O piauiense acha que explorar o poder financeiro não é a forma adequada de fazer política: “Milionário não é interessante ir para a Câmara de Vereadores. Quem tem que ir para a Câmara de Vereadores é o cidadão, a cidadã, que tenha conhecimento do sofrimento de seu povo, das necessidades do povo. Acho que deve evitar essa enxurrada de gente, ganhando dinheiro, fazendo essa politicagem com os eleitores, na rua, na zona rural. O candidato para se eleger vereador em Feira de Santana deve sair na porta do povo, gastando a sola do sapato, conversando com o povo e o povo olhando para ele.

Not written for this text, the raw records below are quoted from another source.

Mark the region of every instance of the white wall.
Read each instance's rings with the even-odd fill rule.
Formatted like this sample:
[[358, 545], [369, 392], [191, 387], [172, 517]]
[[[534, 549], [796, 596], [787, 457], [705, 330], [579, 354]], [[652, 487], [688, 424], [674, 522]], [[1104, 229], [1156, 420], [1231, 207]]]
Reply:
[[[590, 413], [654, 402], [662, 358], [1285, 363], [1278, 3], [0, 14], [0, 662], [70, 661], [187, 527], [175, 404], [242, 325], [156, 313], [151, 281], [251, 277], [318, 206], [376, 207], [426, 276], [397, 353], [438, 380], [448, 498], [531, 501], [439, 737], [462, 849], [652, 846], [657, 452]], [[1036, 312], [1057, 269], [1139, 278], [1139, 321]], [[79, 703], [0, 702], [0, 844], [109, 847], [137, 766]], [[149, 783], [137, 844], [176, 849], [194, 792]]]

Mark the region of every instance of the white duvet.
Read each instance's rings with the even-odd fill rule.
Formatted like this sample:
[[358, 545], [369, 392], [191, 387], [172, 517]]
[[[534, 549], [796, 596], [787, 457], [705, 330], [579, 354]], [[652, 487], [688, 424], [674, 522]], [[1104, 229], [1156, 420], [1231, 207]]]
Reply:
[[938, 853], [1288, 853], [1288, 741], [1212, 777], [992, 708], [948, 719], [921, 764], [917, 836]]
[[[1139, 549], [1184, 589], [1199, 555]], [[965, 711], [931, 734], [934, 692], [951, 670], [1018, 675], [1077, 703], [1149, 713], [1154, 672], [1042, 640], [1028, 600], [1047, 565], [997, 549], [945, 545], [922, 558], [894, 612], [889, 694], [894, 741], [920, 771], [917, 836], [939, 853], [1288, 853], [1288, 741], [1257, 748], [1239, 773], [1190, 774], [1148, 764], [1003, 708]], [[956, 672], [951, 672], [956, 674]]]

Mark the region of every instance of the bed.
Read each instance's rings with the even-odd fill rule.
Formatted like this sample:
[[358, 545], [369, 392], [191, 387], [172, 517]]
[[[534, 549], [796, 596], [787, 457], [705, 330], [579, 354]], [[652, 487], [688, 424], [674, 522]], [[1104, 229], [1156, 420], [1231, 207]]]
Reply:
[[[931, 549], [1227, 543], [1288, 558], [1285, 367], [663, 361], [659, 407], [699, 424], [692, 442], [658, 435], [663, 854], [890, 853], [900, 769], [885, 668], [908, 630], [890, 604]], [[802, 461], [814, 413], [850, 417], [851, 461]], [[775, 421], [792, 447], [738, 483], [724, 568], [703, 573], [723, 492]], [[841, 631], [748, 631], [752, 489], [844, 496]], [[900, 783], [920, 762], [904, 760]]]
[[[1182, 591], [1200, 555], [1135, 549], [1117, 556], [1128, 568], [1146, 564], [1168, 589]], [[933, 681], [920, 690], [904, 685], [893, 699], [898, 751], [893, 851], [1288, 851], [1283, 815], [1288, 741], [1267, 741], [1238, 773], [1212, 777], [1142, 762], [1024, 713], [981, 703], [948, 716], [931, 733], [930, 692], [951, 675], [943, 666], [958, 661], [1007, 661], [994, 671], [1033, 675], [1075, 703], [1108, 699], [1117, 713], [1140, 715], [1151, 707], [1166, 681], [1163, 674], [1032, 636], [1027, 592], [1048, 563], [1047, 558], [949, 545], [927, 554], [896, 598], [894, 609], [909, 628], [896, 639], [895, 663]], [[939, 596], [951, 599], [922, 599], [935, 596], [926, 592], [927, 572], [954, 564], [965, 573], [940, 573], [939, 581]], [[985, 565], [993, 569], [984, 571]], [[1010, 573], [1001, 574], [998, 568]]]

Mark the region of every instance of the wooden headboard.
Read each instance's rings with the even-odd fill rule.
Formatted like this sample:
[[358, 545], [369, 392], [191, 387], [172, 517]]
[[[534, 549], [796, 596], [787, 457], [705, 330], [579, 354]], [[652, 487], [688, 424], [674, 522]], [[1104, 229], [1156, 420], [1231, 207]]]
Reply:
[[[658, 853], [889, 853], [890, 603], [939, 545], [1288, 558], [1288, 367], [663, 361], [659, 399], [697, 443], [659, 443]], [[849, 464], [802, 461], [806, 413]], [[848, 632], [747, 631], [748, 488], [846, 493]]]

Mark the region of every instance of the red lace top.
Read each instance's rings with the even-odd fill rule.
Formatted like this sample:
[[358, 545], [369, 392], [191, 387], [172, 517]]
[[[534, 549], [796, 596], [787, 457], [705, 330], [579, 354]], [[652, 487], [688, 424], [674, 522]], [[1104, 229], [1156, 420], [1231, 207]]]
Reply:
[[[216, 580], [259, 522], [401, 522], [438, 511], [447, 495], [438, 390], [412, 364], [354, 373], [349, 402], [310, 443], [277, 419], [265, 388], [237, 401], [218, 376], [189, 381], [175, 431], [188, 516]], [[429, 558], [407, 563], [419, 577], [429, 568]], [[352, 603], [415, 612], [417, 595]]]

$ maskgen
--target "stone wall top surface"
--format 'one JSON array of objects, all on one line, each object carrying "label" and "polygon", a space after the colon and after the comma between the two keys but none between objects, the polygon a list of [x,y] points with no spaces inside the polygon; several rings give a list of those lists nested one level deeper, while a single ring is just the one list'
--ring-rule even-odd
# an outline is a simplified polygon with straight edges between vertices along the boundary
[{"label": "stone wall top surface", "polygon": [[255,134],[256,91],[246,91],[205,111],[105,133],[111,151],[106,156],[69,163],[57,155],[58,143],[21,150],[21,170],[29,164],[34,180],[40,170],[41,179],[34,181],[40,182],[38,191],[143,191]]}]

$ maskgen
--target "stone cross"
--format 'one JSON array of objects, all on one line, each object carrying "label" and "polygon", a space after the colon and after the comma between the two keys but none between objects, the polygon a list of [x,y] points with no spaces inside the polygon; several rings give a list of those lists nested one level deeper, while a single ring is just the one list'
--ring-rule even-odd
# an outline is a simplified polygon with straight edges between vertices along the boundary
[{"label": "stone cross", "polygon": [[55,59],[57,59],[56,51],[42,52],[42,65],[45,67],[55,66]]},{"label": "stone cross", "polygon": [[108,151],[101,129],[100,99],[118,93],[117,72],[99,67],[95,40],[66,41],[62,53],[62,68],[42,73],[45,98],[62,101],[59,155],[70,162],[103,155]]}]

Deve mostrar que a proposta dele é uma proposta que tem consistência, e que ele vai respeitar o voto do povo”.

“O vereador tem que ir na casa do povo, sentar, conversar.”

Ribeiro, que há 52 anos mora no mesmo endereço, também fez censuras ao candidato a vereador que se elege tirando proveito de repartições públicas. “Eu acho que tudo tem que ter ordem e respeito. O vereador tem que ir na casa do povo, sentar, conversar. Deve haver um laço de amizade entre o vereador e a comunidade. Que seja político, mas faça uma política com sinceridade e não só para pegar o voto e não aparecer mais. Eu me elegia vereador e sempre voltei para agradecer ao povo. Minha porta sempre esteve aberta”.

Como Messias Gonzaga, Ribeiro acha que a evolução só é possível com mais politização e qualidade na escolha:  “Não fiquem nesse pensamento de votar em branco, de votar nulo, de não comparecer. Temos que ir de acordo com os nossos pensamentos. Votem naquele que acharem que é melhor. Procurem conversar com seu candidato, ir na sua casa um dia de domingo, conhecer as suas propostas. É preciso que o povo tenha participação na vida pública do político, e para a participação existir o povo tem que se dispor a escolher os melhores”.